Fred laughed. She was right. “You know me so well.”
“That’s right. And you’re damn lucky to have me. ‘Cause from now on no one’s gonna tell you when you act like an idiot. You’re too successful to criticize.”
He carried her statement with him into the world, like a photo in his wallet, to remind him of home. Now when he went to Karl’s poker game, he was greeted enthusiastically. Karl. Tom, and even Sam Wasserman (who had once threatened to leave the game if Fred continued to attend) all asked him to read their works in progress. They stopped the game to listen to his account of having lunch with the Book-of-the-Month Club people, they asked if he planned to adapt his novel to the screen, and hooted down his honest reaction — that he doubted he would be asked to.
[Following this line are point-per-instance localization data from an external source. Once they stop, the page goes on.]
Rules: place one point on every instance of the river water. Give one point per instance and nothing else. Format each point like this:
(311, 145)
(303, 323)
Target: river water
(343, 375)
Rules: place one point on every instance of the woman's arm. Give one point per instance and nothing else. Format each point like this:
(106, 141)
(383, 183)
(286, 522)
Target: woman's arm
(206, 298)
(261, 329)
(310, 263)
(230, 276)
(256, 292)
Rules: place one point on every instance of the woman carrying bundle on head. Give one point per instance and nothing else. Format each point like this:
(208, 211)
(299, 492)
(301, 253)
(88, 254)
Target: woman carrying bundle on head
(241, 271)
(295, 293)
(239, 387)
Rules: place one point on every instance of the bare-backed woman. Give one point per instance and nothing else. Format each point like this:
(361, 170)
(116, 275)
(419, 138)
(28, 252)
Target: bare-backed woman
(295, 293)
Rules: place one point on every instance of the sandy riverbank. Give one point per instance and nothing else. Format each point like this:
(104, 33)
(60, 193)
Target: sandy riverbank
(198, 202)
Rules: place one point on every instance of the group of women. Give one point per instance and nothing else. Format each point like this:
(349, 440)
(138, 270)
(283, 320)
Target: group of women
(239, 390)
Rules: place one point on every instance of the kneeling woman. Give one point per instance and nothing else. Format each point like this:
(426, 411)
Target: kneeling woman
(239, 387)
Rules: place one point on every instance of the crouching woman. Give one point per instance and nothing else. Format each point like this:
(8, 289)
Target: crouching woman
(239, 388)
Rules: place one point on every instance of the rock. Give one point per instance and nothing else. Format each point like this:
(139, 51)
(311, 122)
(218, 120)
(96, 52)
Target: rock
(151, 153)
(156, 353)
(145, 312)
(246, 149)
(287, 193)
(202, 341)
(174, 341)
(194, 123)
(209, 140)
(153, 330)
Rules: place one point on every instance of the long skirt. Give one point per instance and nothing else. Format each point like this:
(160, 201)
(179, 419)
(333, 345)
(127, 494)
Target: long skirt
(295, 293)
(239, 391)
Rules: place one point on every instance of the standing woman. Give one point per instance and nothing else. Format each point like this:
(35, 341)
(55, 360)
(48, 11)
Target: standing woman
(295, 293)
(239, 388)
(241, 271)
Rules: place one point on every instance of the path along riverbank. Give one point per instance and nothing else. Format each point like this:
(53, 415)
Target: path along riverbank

He took out Marion’s sentence and looked at it: they once despised me, he repeated over and over. Their performance of admiration and deference was so convincing, so seductive, that he found himself wondering: maybe when they read the book (he had had advance copies sent to them) they realized how wrong they were.
After the game, Sam Wasserman asked him if he wanted to share a cab since they were both going in the same direction. That had been true for the last two years, but Sam mentioned this geographical marvel as though it had only now occurred to him. Fred agreed and also accepted Sam’s invitation to come upstairs for a drink. They tiptoed past the bedroom (Sam’s second wife was asleep in there; his first now lived in Great Neck) into the study, where Sam poured cognac.
“Writers are so competitive,” Sam commented, staring at his snifter.
“Yeah — the game gets pretty loud.”
“No, I wasn’t thinking of the game.” Sam drained his glass in a quick motion. “I was thinking of Tom Lear. You have to watch out for him. He fights dirty in the clinches.”
“Really? Tom’s always been great to me. Very supportive of my book before anybody else.” That was the closest Fred had come to chiding Sam for his earlier rejections.